The problem is that this decision was not a mistake, they knew what state the game was in, and chose to release it anyways. The hierarchs squeezed the developers as much as they could to make the investors happy, and stop losing money at the Wall Street index. The point is that the version of Cyberpunk that was promised, and the one that was released on December the 10th, are two completely different things.

A beacon of light 

When the game runs as it is supposed to, Cyberpunk’s graphics, setting, and style it’s unbeatable. Night City is just breathtaking, as well as every location, it doesn’t matter if it’s a back alley, marketplace, or  even downtown,the game is full of detail.

CD Projekt Red crafted even an inside culture, with some slang terms, as well as an extensive and interesting lore to keep you entertained.

The problem with that is that Cyberpunk is only amusing from the outside, these upsides don’t serve the gameplay, “there is a lot to see, but not much to do”. 

“World detail in Cyberpunk 2077” – via CD Projekt Red

In a world that has so many stories to tell, including the more than 200 missions, some with compelling things to do, you just don’t feel immersed in the game because of some decisions made in the production, such as having an strict first person perspective, this impacting in the connection you feel with the protagonist.

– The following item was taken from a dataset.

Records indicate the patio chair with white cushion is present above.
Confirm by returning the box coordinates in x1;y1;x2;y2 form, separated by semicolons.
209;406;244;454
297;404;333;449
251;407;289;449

A lack of exciting characters, which promise so much, but fall flat in how you, as the player, interact with others.

Mechanics that vanish after using them for the first time, one example of this is the usage of vehicles, which you use, only to leave them behind once the mission ends.

As well as the overall lack of stories that you will remember, introducing boring characters, presenting us with plots that you can easily forget, as these are normally extremely short, or don’t impact you, as the player a whole lot.

Hope for the future

In recent days, a new patch to the game has been released, which fixed a lot of bugs that the consoles had, in regards to game breaking patches that those editions of the game had. It’s an improvement, but not the fix that would return Cyberpunk to the hype giant that it was a couple of months ago.

Cyberpunk has so much potential, but for now, it feels like an ocean wide concept, but with a puddle deep in the experience.

What gives hope in the gaming community is the possible comeback of Cyberpunk in the long run, this amazing idea that just failed to please an eager community waiting for a change. 

What does this story teach us? That the industry is rotten from the inside, some only wanting to search for money, rather than pleasing the fans of the series.

Some games can stand the test of time, while others are better left to abandon in the pages of history.